Part of Patient Care is Building Relationships

When I started my job in palliative care, one of the clinicians who trained me told me, “Your job here isn’t checking the boxes. It’s building relationships.” The goal is to have my patients trust me enough to share their desires for their lives and medical care so that I can help guide them in the future.

This was a completely new way of viewing patient relationships for me. It doesn’t apply in these extremes in every area of medicine, but it is critical in palliative care. I found that building these patient relationships required that I question some of my previous assumptions, and one of them is an ingrained idea about refusing anything patients try to give me. They are often grateful for our care, and it’s a natural human impulse to want to give back. Accepting the bottle of water a patient offers me on the way out of the door may be important to them. (Of course, I never accept anything of significant monetary value.) Furthermore, many people come from a culture of hospitality, so I build time in my schedule to have tea with them. 

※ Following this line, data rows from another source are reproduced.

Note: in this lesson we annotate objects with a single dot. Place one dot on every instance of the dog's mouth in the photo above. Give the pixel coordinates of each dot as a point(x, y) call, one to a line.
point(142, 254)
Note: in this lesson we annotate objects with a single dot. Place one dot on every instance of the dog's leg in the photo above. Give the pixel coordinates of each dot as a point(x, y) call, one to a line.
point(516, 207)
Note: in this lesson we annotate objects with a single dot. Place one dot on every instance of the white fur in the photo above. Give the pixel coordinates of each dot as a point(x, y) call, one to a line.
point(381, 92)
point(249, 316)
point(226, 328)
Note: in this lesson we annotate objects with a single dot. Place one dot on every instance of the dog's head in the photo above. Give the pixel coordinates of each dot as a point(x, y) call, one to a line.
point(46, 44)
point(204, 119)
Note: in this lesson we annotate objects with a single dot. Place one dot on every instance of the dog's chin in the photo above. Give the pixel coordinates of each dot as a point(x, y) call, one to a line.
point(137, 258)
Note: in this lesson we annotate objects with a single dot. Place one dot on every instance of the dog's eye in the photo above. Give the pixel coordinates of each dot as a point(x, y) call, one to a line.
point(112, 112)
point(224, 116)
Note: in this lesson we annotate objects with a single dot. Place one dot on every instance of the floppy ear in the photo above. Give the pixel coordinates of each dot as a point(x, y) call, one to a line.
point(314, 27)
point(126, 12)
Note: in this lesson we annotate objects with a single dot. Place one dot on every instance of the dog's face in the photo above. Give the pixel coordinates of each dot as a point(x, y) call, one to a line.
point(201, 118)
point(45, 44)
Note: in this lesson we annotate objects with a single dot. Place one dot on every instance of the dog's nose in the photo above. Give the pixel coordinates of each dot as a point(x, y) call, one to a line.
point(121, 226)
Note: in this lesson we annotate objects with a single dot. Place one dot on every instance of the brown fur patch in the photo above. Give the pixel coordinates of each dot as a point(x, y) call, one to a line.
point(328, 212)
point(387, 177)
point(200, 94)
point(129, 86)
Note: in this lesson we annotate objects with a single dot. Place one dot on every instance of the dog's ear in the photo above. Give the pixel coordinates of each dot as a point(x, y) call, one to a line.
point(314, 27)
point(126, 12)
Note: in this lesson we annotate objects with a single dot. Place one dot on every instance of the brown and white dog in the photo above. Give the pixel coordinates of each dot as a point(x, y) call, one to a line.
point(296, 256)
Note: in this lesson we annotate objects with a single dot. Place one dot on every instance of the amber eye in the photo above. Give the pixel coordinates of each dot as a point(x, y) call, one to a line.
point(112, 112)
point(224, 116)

The other part of building human relationships is the sharing of yourself. This is how humans interact. So now, when my patients ask about my kids, if I trust them, I don’t always deflect. I have allowed a patient to pray over me, and others have given me advice and lists of resources that might help my other patients. I share only as much personal information as I feel comfortable sharing, but I realized—this isn’t hurting my patients; it’s helping them. It’s also allowing them to serve me a little, the way I am there to serve them.

The Benefit of Being Human With Our Patients

Burnout is a trendy word these days, but those of us who have felt it know it’s real. One of the three parts of its definition is increased mental distance from one's job or feelings of negativism or cynicism related to one's job.” I definitely felt this near the end of my first job in a community health center.

I don’t feel this at all in my current job in palliative care. I feel so little mental distance that I have spent months questioning it. But I’ve concluded that for me, right now, this is good. It’s good for me, and it’s good for my patients.

This is my personal journey. Every job and every period in your life will lead you to a different conclusion about your necessary boundaries at that point in time. The important part is to consciously examine them so you are setting the boundaries you need—and then holding them. We deserve that, and so do our patients.